Brett Wallace, Top 6, 1-1, None on, Two out


Que paso? Fly ball out to end the inning. 1-1 halfway through 6.

New fences: Tater! 4-3 Astros now because of that additional run that happened since the last image, with 2 out in the 6th with no one on.

Edwin Encarnacion, Bot 6, 1-1, None on, no outs


What happened: Double for EE, no out one on second, 1-1 game. The ball is there somewhere.

WHAT COULD HAVE BEEN: Another home run! Now a 4-4 ballgame with none out and none on in the 6th inning.

Melky Cabrera, Bot 7, 1-1, One on, One out


The real thing: Double, runners on 1st and 3rd with one out, game still 1-1

The better thing: Home run! Will this turn Melky's season around?? Game is now 6-4 in favor of the Jays. One out in the 7th inning.

J.P. Arencibia, Bot 8, 1-1, One on, One out


What happened: Brandon Barnes made a ridiculous catch. I wish I could GIF this for y'all but sadly I cannot seem to find a single highlight of this very nice catch. Oh well. J.P. flew out, runner at first held there and there were two out

What could have happened: Home run! Now 8-4 Jays. J.P.'s season gets turned around too and the Jays make the playoffs. Sigh.

Jose Reyes, Bot 8, 1-1, Two on, Two out


What: Flyout. Inning over. Still 1-1.

What about: Another home run? That sounds nice. Although, it's the same inning as the previous home run, so the runner who is now on third was actually on first for Arencibia's home run, so he has already scored. Therefore we only have one man on base, Brett Lawrie, who walked after Arencibia's home run, so it's a two run home run for Reyes. No your reasoning doesn't make any sense. 10-4 Blue Jays. I like this game better.
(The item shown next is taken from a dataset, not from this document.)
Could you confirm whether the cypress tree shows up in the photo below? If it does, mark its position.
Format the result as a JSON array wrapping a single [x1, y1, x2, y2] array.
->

Emilio Bonifacio, Bot 9, 1-1, None out, None on


What: Man I'm having bad flashbacks you guys. Emilio. Why. Remember when he was the dark horse in the Marlins blockbuster. Remember how well that trade worked out? I think I'm now a pessimist, goodie. Emilio doubled here and would eventually come home as the game-winning run on Rasmus' single later in the inning BUT

BUT WHAT??? The game is already over. The Jays won 10-4, it's the bottom of the ninth. OH RIGHT.

This has been a thought experiment with outfield fences. This has been 1800 words on a thought experiment with outfield fences. Baseball is cool. I like baseball.